For over 700 years, the month of May has been dedicated to Mary, and we join with her in celebration of the glorious Resurrection of Christ. Traditionally, Mary is honoured as the ‘Queen of May’, and throughout the western world parishes have often crowned an image of the Blessed Virgin Mary with flowers (often Hawthorn also called May Blossom or Spring Rose). This ceremonial crowning is to signify her as ‘Queen of Heaven’ and the ‘Mother of God Incarnate’. Although this practice lapsed in the 1970’s, it is now making a comeback. We look forward to its return here at S. Mary’s. Between Easter and Pentecost we sing the Regina Caeli (Queen of Heaven):
(sung to the tune of ‘Jesus Christ is risen today, Alleluia)

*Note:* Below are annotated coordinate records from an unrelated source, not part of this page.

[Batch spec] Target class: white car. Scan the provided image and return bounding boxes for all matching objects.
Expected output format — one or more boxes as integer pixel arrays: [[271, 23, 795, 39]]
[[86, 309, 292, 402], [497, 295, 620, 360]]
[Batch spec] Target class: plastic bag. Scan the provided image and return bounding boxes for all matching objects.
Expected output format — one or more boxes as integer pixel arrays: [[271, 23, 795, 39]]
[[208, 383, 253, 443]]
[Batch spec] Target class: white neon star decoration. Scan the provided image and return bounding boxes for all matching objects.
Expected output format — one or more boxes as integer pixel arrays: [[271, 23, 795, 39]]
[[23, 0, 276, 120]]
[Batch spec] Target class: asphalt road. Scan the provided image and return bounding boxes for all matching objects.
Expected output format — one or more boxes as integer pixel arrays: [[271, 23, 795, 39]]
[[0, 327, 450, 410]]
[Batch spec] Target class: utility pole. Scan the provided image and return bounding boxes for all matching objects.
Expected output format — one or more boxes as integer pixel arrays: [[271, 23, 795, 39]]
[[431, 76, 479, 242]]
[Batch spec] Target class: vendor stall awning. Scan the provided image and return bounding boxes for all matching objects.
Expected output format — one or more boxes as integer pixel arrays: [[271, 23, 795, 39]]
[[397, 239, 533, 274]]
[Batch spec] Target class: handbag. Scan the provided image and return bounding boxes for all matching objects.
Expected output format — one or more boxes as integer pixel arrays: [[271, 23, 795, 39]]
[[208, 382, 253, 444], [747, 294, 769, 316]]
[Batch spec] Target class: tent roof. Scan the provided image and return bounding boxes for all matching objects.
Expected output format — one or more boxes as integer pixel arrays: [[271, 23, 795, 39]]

Joy to thee, O Queen of Heaven, Alleluia!
He whom thou wast meet to bear, Alleluia!
As he promised hath arisen, Alleluia!
Pour for us to God thy prayer, Alleluia!

There are many celebrations throughout May, one of the most important is the great Feast of Pentecost – 23rd May (the birthday of the Church). Pentecost means the fiftieth day, which represents the fifty days of Easter. In the Acts of the Apostles 2: 1-11 the disciples were huddled in the upper room, afraid of the Jews and terrified of the unknown. At the Last Supper Jesus told the apostles that he was leaving them. He said, “It is for your own good that I go away, because unless I go, the Spirit will not come to you, but if I go I will send him to you.” Jesus had to go – it was important that he left his apostles to carry on without him. Only when the Holy Spirit came upon them are they transformed from ordinary people into fearless missionaries.

A prayer for Pentecost: Breathe in me, Holy Spirit, that I may think what is holy. Move me, Holy Spirit, that I may do what is holy. Attract me, Holy Spirit, that I may love what is holy. Strengthen me, Holy Spirit, that I may guard what is holy. Guard me, Holy Spirit, that I may keep what is holy.